# left and right?



## Shadow's mum (Mar 13, 2010)

How do we train Shadow to walk left, right or straight ahead off leash? Can this be trained if we aren't beside her?
I know initially we would have to do this on leash, but I wonder if she will actually learn the words left or right or if she will just go with the flow so to speak.


----------



## ken k (Apr 3, 2006)

Shadow's mum said:


> How do we train Shadow to walk left, right or straight ahead off leash? Can this be trained if we aren't beside her?
> I know initially we would have to do this on leash, but I wonder if she will actually learn the words left or right or if she will just go with the flow so to speak.



I`ll try and explain this, its all about practice, all 3 of mine know there left and right both verbally and hand signal, with the dog on your left at a heal, walking, ok this is done at the same time, your left hand pass`s in front of the dogs face or over the ears, , hand going to the left, and at the same time you pivot on your left leg and turn in front of him with your right and keep walking, and in the middle of all this you say "left". to do right will be the opposite of this, turning left is more difficult at first, not sure if i explained it well enough someone else might pop in with a better explanation, but they do learn left from right


----------



## BlackPuppy (Mar 29, 2007)

Yes, they can learn this.

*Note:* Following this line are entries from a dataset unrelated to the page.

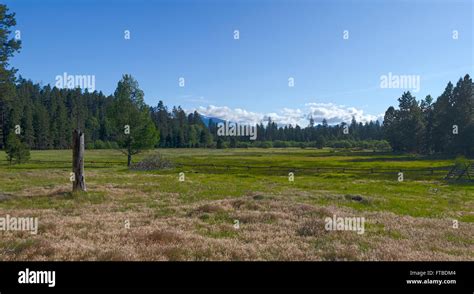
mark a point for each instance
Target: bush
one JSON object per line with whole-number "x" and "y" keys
{"x": 281, "y": 144}
{"x": 99, "y": 144}
{"x": 17, "y": 151}
{"x": 152, "y": 162}
{"x": 263, "y": 144}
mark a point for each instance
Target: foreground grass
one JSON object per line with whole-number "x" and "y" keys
{"x": 135, "y": 215}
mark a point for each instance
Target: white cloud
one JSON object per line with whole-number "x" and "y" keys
{"x": 333, "y": 113}
{"x": 338, "y": 113}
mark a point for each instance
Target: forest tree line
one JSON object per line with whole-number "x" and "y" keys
{"x": 47, "y": 115}
{"x": 43, "y": 117}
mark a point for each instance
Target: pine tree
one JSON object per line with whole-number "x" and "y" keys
{"x": 9, "y": 46}
{"x": 133, "y": 130}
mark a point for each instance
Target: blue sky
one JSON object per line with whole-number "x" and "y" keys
{"x": 247, "y": 79}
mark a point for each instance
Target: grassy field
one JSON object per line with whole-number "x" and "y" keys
{"x": 151, "y": 215}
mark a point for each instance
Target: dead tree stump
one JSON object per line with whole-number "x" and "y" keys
{"x": 79, "y": 183}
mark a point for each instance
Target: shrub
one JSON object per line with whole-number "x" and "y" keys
{"x": 152, "y": 162}
{"x": 17, "y": 151}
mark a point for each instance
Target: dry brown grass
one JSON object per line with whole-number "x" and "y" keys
{"x": 274, "y": 227}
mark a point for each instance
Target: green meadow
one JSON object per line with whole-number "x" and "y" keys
{"x": 194, "y": 219}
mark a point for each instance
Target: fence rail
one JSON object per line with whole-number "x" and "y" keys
{"x": 275, "y": 168}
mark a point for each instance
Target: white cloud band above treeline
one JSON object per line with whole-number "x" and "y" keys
{"x": 333, "y": 113}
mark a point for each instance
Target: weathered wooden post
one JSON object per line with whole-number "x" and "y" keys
{"x": 79, "y": 182}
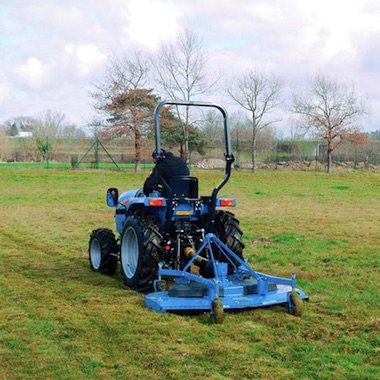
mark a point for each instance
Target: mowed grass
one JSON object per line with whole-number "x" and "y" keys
{"x": 60, "y": 320}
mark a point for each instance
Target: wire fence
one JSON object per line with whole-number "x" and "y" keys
{"x": 304, "y": 155}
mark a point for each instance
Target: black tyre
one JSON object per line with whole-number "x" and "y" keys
{"x": 102, "y": 251}
{"x": 140, "y": 252}
{"x": 228, "y": 231}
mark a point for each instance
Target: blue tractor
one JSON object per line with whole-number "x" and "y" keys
{"x": 190, "y": 239}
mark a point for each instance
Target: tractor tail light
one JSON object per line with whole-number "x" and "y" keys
{"x": 156, "y": 202}
{"x": 226, "y": 202}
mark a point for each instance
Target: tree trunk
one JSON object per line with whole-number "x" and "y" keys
{"x": 254, "y": 152}
{"x": 137, "y": 150}
{"x": 329, "y": 160}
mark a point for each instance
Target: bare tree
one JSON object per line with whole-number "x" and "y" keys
{"x": 124, "y": 100}
{"x": 259, "y": 94}
{"x": 181, "y": 73}
{"x": 330, "y": 110}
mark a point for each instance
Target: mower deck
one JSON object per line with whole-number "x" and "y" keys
{"x": 245, "y": 288}
{"x": 162, "y": 302}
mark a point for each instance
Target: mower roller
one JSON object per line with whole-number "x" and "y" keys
{"x": 183, "y": 250}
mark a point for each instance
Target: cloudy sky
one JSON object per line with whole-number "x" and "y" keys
{"x": 52, "y": 51}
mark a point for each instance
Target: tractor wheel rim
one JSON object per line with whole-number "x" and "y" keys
{"x": 95, "y": 254}
{"x": 129, "y": 252}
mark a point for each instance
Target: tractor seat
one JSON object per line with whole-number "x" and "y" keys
{"x": 184, "y": 186}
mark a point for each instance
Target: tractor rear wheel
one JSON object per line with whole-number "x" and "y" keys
{"x": 103, "y": 251}
{"x": 140, "y": 252}
{"x": 228, "y": 231}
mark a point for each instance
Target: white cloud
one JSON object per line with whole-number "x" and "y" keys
{"x": 53, "y": 51}
{"x": 33, "y": 73}
{"x": 152, "y": 21}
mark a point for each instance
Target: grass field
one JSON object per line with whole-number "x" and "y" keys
{"x": 59, "y": 320}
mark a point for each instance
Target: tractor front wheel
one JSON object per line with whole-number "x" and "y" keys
{"x": 103, "y": 251}
{"x": 140, "y": 252}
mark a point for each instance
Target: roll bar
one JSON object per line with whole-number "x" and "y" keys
{"x": 228, "y": 153}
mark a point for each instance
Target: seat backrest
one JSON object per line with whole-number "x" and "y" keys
{"x": 184, "y": 187}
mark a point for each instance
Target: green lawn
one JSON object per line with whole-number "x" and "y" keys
{"x": 59, "y": 320}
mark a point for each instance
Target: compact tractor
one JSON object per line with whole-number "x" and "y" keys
{"x": 185, "y": 251}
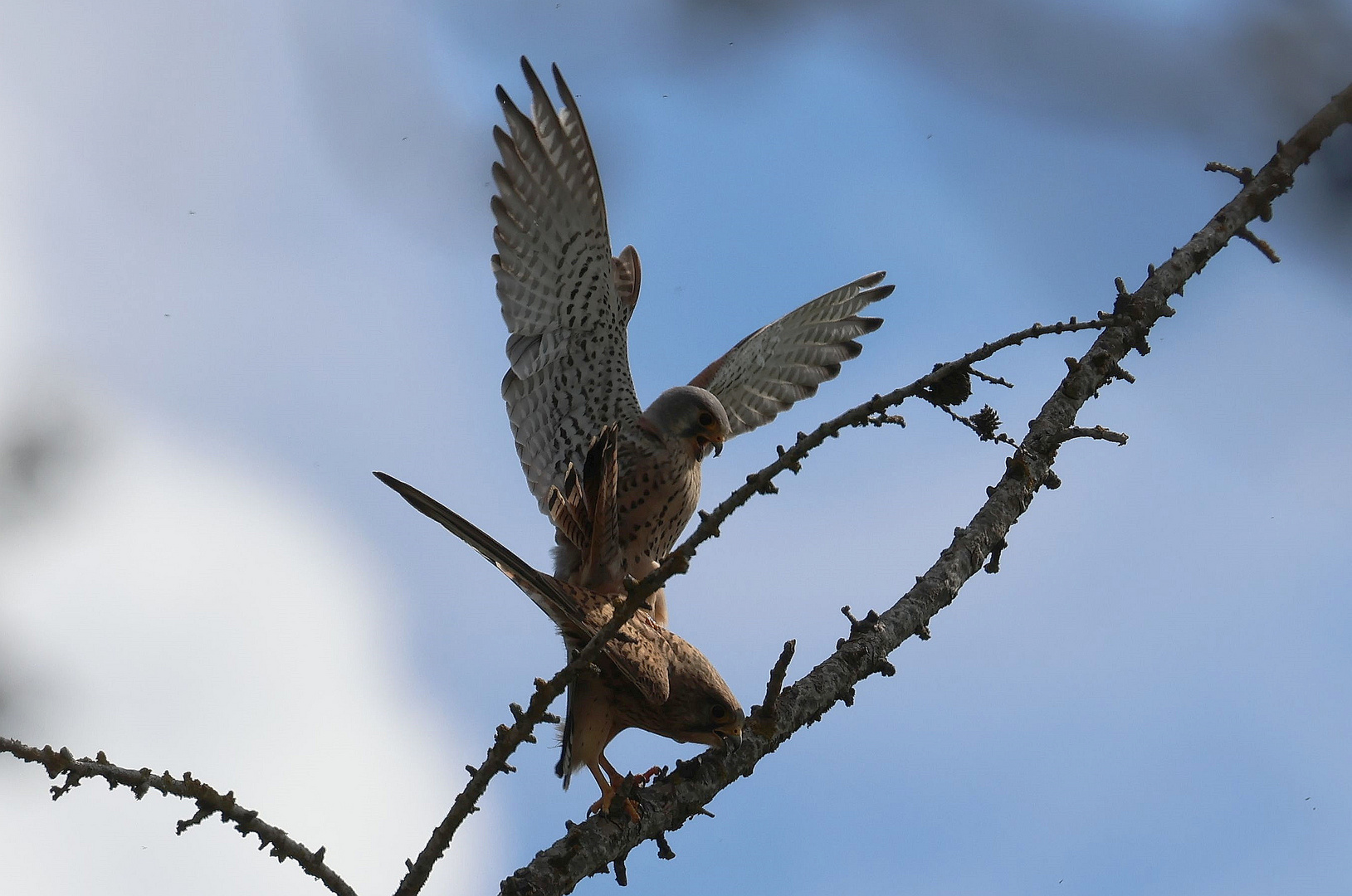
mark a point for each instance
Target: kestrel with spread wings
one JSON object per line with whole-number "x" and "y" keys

Sled dogs learn Gee and Haw. Silvia Trkman uses Cip and Cap with her agility dogs so they know which way to go after a jump. The words are short and distinct because of the fast pace of agility. I was at a Rally trial yesterday and one woman taught her dogs right and left for the different Rally signs. Now she just needs to teach the dog to read the signs for her!

I'm not so sophisticated, I use "Get In" for left turns, and "This way" for right turns. But my dog knows what I mean.

I just remembered that some people who scooter with their dogs use Left and Right instead of Gee and Haw. A sled dog sight would have detailed training instructions. I've read them in the past, but don't remember all the details.


----------



## doggiedad (Dec 2, 2007)

my dog heels left or right
on leash or off leash.

i taught my dog "other side". it doesn't 
matter what side he's walking on if
i say "other side " he switches sides.

when we're in the woods and someone
approaches riding a horse, a jogger, walker
or what ever if i say "other side"
my dog will move to the other side of the path.

after my dog learned "heel" i taught him
"other side".

i didn't really teach him "other side"
on the trail. when i say it to him
he moves to the other side of the trail.


----------



## Stosh (Jun 26, 2010)

I taught left and right turns while heeling in obedience class. Some people just said 'turn' or 'this way', 'other way' but I just went with the left and right. So to answer your question- they can learn the direction names. This summer has been so hot that I've been teaching tricks while we're inside in the a/c and I taught 'spin' which just happened to be to the right, so I had to say 'rinse' to the left. Now we're rinsing and spinning all over the place!


----------



## Shadow's mum (Mar 13, 2010)

lol Stosh thats too funny  I may just try that one.


----------